1 INTRODUCTION
In South Korea, the first case of COVID-19 was confirmed on January 20,
2020, and the government established its response measures based on
aggressive testing, tracing, and quarantine and isolation. Of these
strategies, aggressive testing is at the core for preventing the spread
of infection through the community by enabling early detection of
infection, and to facilitate testing, the government launched many
screening testing sites, implemented mobile sample collection teams and
mobile health examination services, continually increased diagnostic
testing counts, and added COVID-19 to the existing respiratory disease
surveillance system. As a result, mass COVID-19 tests were done with
quick turnaround times, and the government performed tracing, enforced
quarantine, and provided treatment based on the test results; for this,
South Korea was considered to have done well in COVID-19 control
compared to other countries (Lee, 2020).
In South Korea, COVID-19 tests are primarily performed via the 2019
Novel coronavirus Real-time reverse-transcriptase polymerase chain
reaction (Real-time RT-PCR) to detect viral genes, and upper airway and
lower airway samples are generally used. The assay is designed to detect
two or three regions of SARS-CoV-2 genes that encode nucleocapsid
(N ), envelope (E ), or spike (S ) proteins or
RNA-dependent RNA polymerase (RdRp ) gene. Of various results
generated by Real-time RT-PCR, cycle threshold (Ct) values, which is the
number of cycles of amplification required to cross a certain threshold,
are used to determine COVID-19 positivity. A sample is deemed positive
when the Ct value of the target gene is equal to or smaller than the
cutoff. Because this value can also be understood as the viral load, a
lower Ct value is interpreted as a higher viral load.
Many recent studies have utilized Ct values in their investigation,
primarily the association between Ct values and demographic factors (Ade
et al., 2021; Chung et al., 2021), disease severity (Bustos et al.,
2021), and mortality rate (Miller et al., 2021; Waudby-West et al.,
2021). However, these studies are limited in the fact that they used
positive COVID-19 samples from small regions or Ct values from
hospitalized patients.
On the other hand, studies have also utilized Ct values in predicting
future infection transmission trends and monitoring infectious diseases.
During an epidemic, investigating the transmission trend and predicting
the size of outbreaks present valuable data for devising response
measures against the epidemic. Currently, time-varying reproduction
number (Rt) is used as an index for predicting the trends of an
epidemic. However, Rt is dependent on the number of confirmed cases, and
one key shortcoming of the index is that it cannot provide real-time
prediction of the size of an epidemic due to the delay between the
latent period of a disease and reporting of confirmed cases. To overcome
such limitation of Rt, a few studies showed that large population
distributions of Ct values can be used to predict epidemic trends (Lin
et al., 2022; Yin et al., 2021). Furthermore, some studies added
distributions of Ct values to the existing Rt calculation to generate
more accurate predictions and compared their predictive accuracies
(Alizon et al., 2022; Hay et al., 2021).

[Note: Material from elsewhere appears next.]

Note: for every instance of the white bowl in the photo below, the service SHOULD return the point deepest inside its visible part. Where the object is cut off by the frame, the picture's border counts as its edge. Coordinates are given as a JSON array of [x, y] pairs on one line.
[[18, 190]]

However, these studies utilized
Ct values collected from a short period or simply modeled their results
using Ct values obtained through a simulation, and the said studies also
analyzed the correlation between Ct values and prevalence, such as
number of severe cases of infection, as opposed to the incidence rate.
Therefore, this study aims to investigate the long-term time series
distribution of Ct values from nationally representative data and
analyze the associations with the number of new cases and Rt trends to
discuss the use of laboratory-based COVID-19 test results.